En application de l'article 835 alinéa 2 du code de procédure civile, dans les cas où l'existence de l'obligation n'est pas sérieusement contestable, le président du tribunal judiciaire peut accorder une provision au créancier, ou ordonner l'exécution d'une obligation même s'il s'agit d'une obligation de faire.
Le formalisme édicté au code de la consommation est inapplicable en cas de cautionnement par acte authentique, tel qu'en l'espèce.
Dès lors, les intimés ne caractérisent aucune contestation sérieuse quant à l'obligation des cautions résultant de cet acte.
La cour fait droit aux demandes en paiement, l'obligation contractuelle du locataire et de ses cautions étant incontestable.
- sur les frais irrépétibles et les dépens
La cour infirme l'ordonnance, condamne la société FR et M. et Mme [Z] aux dépens de première instance. Ces derniers supporteront les dépens d'appel.
L'équité commande de faire application des dispositions de l'article 700 du code de procédure civile au profit de la société Roucher.

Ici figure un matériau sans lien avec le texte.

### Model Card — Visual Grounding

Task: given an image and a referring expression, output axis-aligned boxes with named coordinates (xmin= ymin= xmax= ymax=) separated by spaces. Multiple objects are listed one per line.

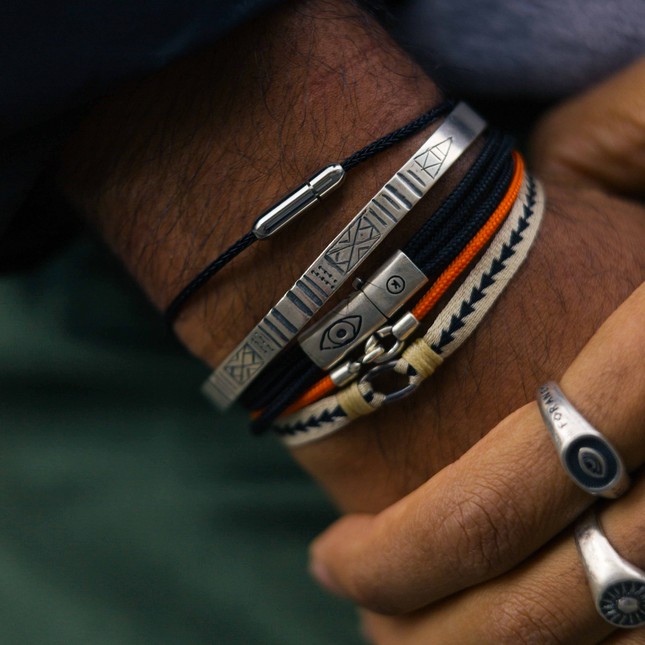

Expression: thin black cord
xmin=340 ymin=101 xmax=454 ymax=172
xmin=240 ymin=130 xmax=507 ymax=410
xmin=251 ymin=143 xmax=514 ymax=434
xmin=163 ymin=231 xmax=258 ymax=325
xmin=164 ymin=101 xmax=453 ymax=326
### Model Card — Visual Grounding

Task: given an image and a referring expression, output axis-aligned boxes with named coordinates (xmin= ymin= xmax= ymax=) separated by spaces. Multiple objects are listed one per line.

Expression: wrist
xmin=55 ymin=2 xmax=467 ymax=365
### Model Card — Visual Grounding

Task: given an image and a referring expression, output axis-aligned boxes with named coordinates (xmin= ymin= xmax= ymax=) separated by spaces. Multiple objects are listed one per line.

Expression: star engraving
xmin=414 ymin=137 xmax=452 ymax=179
xmin=224 ymin=343 xmax=264 ymax=385
xmin=325 ymin=214 xmax=381 ymax=274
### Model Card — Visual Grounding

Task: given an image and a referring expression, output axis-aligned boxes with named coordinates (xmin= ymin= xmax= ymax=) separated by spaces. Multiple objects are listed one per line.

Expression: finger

La société FR et M. et Mme [Z] sont condamnés in solidum à lui payer une somme de 2 000 euros de ce chef.
PAR CES MOTIFS
La cour, statuant publiquement, contradictoirement et par mise à disposition au greffe :
Infirme l'ordonnance déférée ;
Statuant à nouveau,
Constate l'acquisition de la clause résolutoire du bail commercial à la date du 6 novembre 2021 ;
Ordonne l'expulsion de la société FR ou tout autre occupant de leur chef, du local sis [Adresse 4] ;
Ordonne le transport des meubles et matériels garnissant le local dans un garde meuble désigné par le Bailleur en garantie des sommes dues ;
Condamne la société FR solidairement avec M. [D] [Z] et Mme [H] [G] épouse [Z], au paiement d'une indemnité d'occupation de 740 euros par mois, jusqu'à la libération des lieux ;
Condamne la société FR solidairement avec M. [D] [Z] et Mme [H] [G] épouse [Z], au paiement de la somme provisionnelle de 17 885,57 euros, augmentée des intérêts légaux au taux majoré de 5 points à compter de la date de l'assignation, à titre de provision à valoir sur l'arriéré des loyers et charges ;
Condamne la société FR solidairement avec les époux [Z], au paiement de la somme provisionnelle de 977,85 euros au titre de la clause pénale ;
Ordonne la capitalisation des intérêts ;
Y ajoutant,
Condamne la société FR avec M. [D] [Z] et Mme [H] [G] épouse [Z] in solidum à payer à la société Roucher la somme de 2 000 euros sur le fondement de l'article 700 du code de procédure civile ;
Déboute la société FR et M. [D] [Z] et Mme [H] [G] épouse [Z] de leurs demandes en paiement au titre des frais irrépétibles ;
Condamne la société FR avec M. [D] [Z] et Mme [H] [G] épouse [Z], aux dépens de première instance et d'appel, qui comprendront les frais du commandement de payer et ceux de la procédure d'expulsion et du recouvrement des créances.